Additional Information About the Proposed Transaction and
Where to Find It

Investors and security holders are urged to carefully review and
consider each of Pinnacles and BNCs public filings with the SEC,
including but not limited to their Annual Reports on Form 10-K,
their proxy statements, their Current Reports on Form 8-K and
their Quarterly Reports on Form 10-Q.

The documents filed by Pinnacle with the SEC may be obtained free
of charge at Pinnacles website at www.pnfp.com, under the heading
About Pinnacle and the subheading Investor Relations, or at the
SECs website at www.sec.gov. These documents may also be obtained
free of charge from Pinnacle by requesting them in writing to
Pinnacle Financial Partners, Inc., 150 Third Avenue South, Suite
900, Nashville, Tennessee 37201, Attention: Investor Relations,
or by telephone at (615)744-3700.

The documents filed by BNC with the SEC may be obtained free of
charge at BNCs website at www.bncbanking.com under the Investor
Relations section, or at the SECs website at www.sec.gov. These
documents may also be obtained free of charge from BNC by
requesting them in writing to BNC Bancorp, 3980 Premier Drive,
Suite 210, High Point, North Carolina 27265, Attention: Investor
Relations, or by telephone at (336)869-9200.

In connection with the proposed transaction, Pinnacle has filed a
registration statement on Form S-4 with the SEC, as amended,
including a joint proxy statement of Pinnacle and BNC and a
prospectus of Pinnacle, and each party will file other documents
regarding the proposed transaction with the SEC. Before making
any voting or investment decision, investors and security holders
of

Pinnacle and BNC are urged to carefully read the entire
registration statement and the joint proxy statement/prospectus
as well as any amendments or supplements to these documents and
any other relevant documents filed with the SEC, because they
contain important information about the proposed transaction. The
joint proxy statement/prospectus has been sent to the
shareholders of each institution seeking the required shareholder
approvals. Investors and security holders may obtain the
registration statement and the joint proxy statement/prospectus
free of charge from the SECs website or from Pinnacle or BNC as
described in the paragraphs above.

This filing shall not constitute an offer to sell or the
solicitation of an offer to buy securities, nor shall there be
any sale of securities in any jurisdiction in which such offer,
solicitation or sale would be unlawful prior to registration or
qualification under the securities laws of such jurisdiction.

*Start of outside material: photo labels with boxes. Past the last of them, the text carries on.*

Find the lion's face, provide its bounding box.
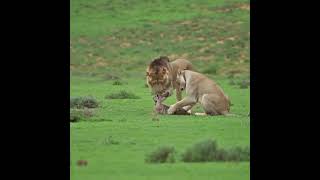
[146,56,173,97]
[146,67,173,97]
[177,71,186,91]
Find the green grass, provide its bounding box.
[70,0,250,180]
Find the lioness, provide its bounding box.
[146,56,193,101]
[167,70,230,115]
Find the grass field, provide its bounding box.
[70,0,250,180]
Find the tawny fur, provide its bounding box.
[167,70,230,115]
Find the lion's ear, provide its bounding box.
[161,68,167,75]
[178,70,184,75]
[160,56,170,62]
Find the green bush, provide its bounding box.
[70,96,99,109]
[182,139,250,162]
[145,146,175,163]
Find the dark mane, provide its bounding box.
[149,56,169,69]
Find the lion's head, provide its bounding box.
[146,56,173,96]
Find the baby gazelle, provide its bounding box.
[153,95,190,115]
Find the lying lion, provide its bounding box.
[153,95,191,115]
[146,56,193,101]
[167,70,230,115]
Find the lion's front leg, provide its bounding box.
[168,96,196,114]
[175,83,182,102]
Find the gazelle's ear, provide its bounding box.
[161,68,167,75]
[178,70,184,75]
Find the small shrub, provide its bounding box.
[225,147,250,161]
[70,96,99,109]
[203,66,219,74]
[105,136,120,145]
[145,146,175,163]
[105,91,140,99]
[112,80,123,86]
[70,109,83,122]
[102,73,121,80]
[182,139,217,162]
[239,80,250,89]
[70,108,94,122]
[182,140,250,162]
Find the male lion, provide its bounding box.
[146,56,193,101]
[167,70,230,115]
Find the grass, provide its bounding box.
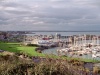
[0,42,44,56]
[0,42,100,62]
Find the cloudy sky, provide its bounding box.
[0,0,100,31]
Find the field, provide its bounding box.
[0,42,44,56]
[0,42,100,62]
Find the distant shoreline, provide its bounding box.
[1,30,100,32]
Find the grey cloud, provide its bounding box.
[0,0,100,30]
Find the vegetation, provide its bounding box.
[0,42,44,56]
[0,55,99,75]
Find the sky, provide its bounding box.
[0,0,100,31]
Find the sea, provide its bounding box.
[27,31,100,60]
[26,31,100,36]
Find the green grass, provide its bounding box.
[0,42,100,62]
[0,42,44,56]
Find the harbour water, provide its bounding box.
[27,32,100,36]
[28,32,100,60]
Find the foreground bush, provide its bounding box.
[0,55,95,75]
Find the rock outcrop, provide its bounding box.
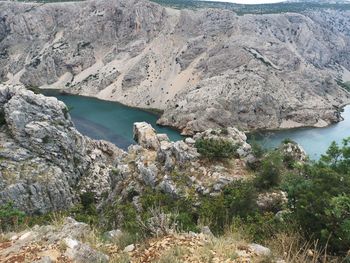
[0,217,109,263]
[0,0,350,135]
[0,85,252,217]
[0,85,123,214]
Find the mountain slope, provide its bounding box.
[0,0,350,134]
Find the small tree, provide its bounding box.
[0,202,25,231]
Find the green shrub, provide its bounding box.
[195,139,238,159]
[199,181,256,233]
[283,139,350,254]
[0,202,25,231]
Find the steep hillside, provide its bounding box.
[0,0,350,134]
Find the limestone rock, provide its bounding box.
[103,229,123,241]
[0,84,124,213]
[0,0,350,135]
[134,122,160,151]
[64,238,109,263]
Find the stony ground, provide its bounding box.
[0,218,271,263]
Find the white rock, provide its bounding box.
[123,244,135,253]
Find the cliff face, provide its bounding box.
[0,85,255,214]
[0,0,350,134]
[0,85,123,214]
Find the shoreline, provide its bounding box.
[38,87,350,137]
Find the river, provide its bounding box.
[44,90,350,159]
[249,106,350,160]
[43,90,183,149]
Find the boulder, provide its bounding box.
[248,243,271,257]
[133,122,160,151]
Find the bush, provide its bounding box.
[200,181,256,233]
[284,139,350,254]
[0,202,25,231]
[195,139,238,159]
[255,151,283,190]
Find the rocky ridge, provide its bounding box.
[0,0,350,135]
[0,217,271,263]
[0,85,255,217]
[0,85,124,214]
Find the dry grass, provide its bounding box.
[268,233,340,263]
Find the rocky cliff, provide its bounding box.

Participants in the Solicitation

Pinnacle, BNC and certain of their directors and executive
officers may be deemed participants in the solicitation of
proxies from Pinnacles and BNCs shareholders in connection with
the proposed transaction. Information about the directors and
executive officers of Pinnacle and their ownership of Pinnacle
common stock is set forth in the definitive proxy statement for
Pinnacles 2017 annual meeting of shareholders, as previously
filed with the SEC on March9, 2017, and other documents
subsequently filed by Pinnacle with the SEC. Information about
the directors and executive officers of BNC and their ownership
of BNC common stock is set forth in Amendment No.1 to BNCs 2016
Annual Report on Form 10-K, as previously filed with the SEC on
March24, 2017, and other documents subsequently filed by BNC with
the SEC. Shareholders may obtain additional information regarding
the interests of such participants by reading the registration
statement and the joint proxy statement/prospectus. Free copies
of these documents may be obtained as described in the paragraphs
above.


Pinnacle Financial Partners, Inc. (NASDAQ:PNFP) Recent Trading Information

Pinnacle Financial Partners, Inc. (NASDAQ:PNFP) closed its last trading session at with 274,533 shares trading hands.